In the cities Twin Cities area, Dakota County, if you wanted to come to Dakota County, you would see these sitting there in our service center with buttons on them that says birth certificate, death certificate, tax statement. Behind the scenes are all specific work laws that we designed for Dakota County so users can walk in, stick their document in and hit the birth certificate button, scan it through and walk out the door. They never have to see anybody. Nobody's making a copy of their marriage certificate. It's all about efficiency from the user perspective. No shipping and receiving; it could be it's a packing list for traveling. Those can all be workflow things that can be set up for users that are in the warehouse working that we just create one touch buttons for them and it hits a workflow automation on the back end. Super cool things that we do. We get excited about this. This is the cool part.

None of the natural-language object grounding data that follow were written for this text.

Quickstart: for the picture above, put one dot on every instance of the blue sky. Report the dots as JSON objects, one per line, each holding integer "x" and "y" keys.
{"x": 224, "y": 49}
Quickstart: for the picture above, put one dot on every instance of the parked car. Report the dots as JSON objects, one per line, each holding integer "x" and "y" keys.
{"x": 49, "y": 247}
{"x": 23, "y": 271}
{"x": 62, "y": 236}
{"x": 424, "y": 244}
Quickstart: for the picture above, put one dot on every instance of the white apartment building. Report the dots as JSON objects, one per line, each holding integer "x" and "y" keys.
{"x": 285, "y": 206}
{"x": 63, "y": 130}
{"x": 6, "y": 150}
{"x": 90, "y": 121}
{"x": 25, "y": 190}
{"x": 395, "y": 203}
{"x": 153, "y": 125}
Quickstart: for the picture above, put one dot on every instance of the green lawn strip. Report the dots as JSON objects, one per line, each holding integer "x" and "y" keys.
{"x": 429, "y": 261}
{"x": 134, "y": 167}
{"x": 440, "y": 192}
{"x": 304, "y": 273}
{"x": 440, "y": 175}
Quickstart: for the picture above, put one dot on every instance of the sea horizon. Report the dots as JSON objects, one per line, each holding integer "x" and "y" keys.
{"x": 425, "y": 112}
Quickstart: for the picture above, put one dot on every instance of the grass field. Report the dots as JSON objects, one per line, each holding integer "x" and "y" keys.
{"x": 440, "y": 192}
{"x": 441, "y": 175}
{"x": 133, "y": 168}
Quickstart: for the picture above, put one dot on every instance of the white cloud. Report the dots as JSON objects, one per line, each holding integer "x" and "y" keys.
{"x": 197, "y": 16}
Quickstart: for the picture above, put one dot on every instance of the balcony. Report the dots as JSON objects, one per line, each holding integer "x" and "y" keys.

So, again printing a copy in color. Knowledge is power. I've already said that you know it's just understanding what your environment looks like and understanding what your employees are doing. If you want to know who your top 10 color users are in the company we can kick a report out automatically. So, again now knowledge is power when it comes to just printing a copy and the accounting side.

Does anybody here bill back to specific user groups? Is anybody here a project management type, or architectural engineering, those type of things? You know those are all places that you can use the accounting piece of this to account for prints back to specific projects

[John] We have these tools to be able to tell you what your printer did for black and white and color. we tracked these three particular HP colored devices because they were printing like 5,000 color prints per month when they had a colored MFD right over there. We know exactly who did it. They can go right back to the person and have a conversation with them about just reprinting from here to there. Just another tool to help you find out where all the prints come from.

To wrap this thing up: Secure your printers,  looking at those you know, ensuring that they're secure, that necessary ports are closed. Has anybody gotten stuff where they walked in in the morning and there's been print on their printers and it says you've been hacked?

We've had a few cases of that in the Twin Cities. Markets, universities and stuff. There was a specific project by a group of students in University. What they did is they hacked a bunch of people's printers and they just said 'you've been hacked'. It was kind of a joke you know nobody that got it of course thought it was funny. But their point was that the printers are open, right?

You should really close that security gap so that's one of them. Two is the ability to right-size your organization. Look at your printers look at the placement of those printers I always jokingly say, "stick the screwdriver into the printer so it dies and never comes back," type of strategy because sometimes you just can't take them out because you get whiplash from that, especially in IT.

IT is always the big bad guy that comes to take away our stuff or makes it difficult for us to get our jobs done right. Secure those devices by looking at your workflows, looking at your scanning. That's what we're here for; that's what my team is about.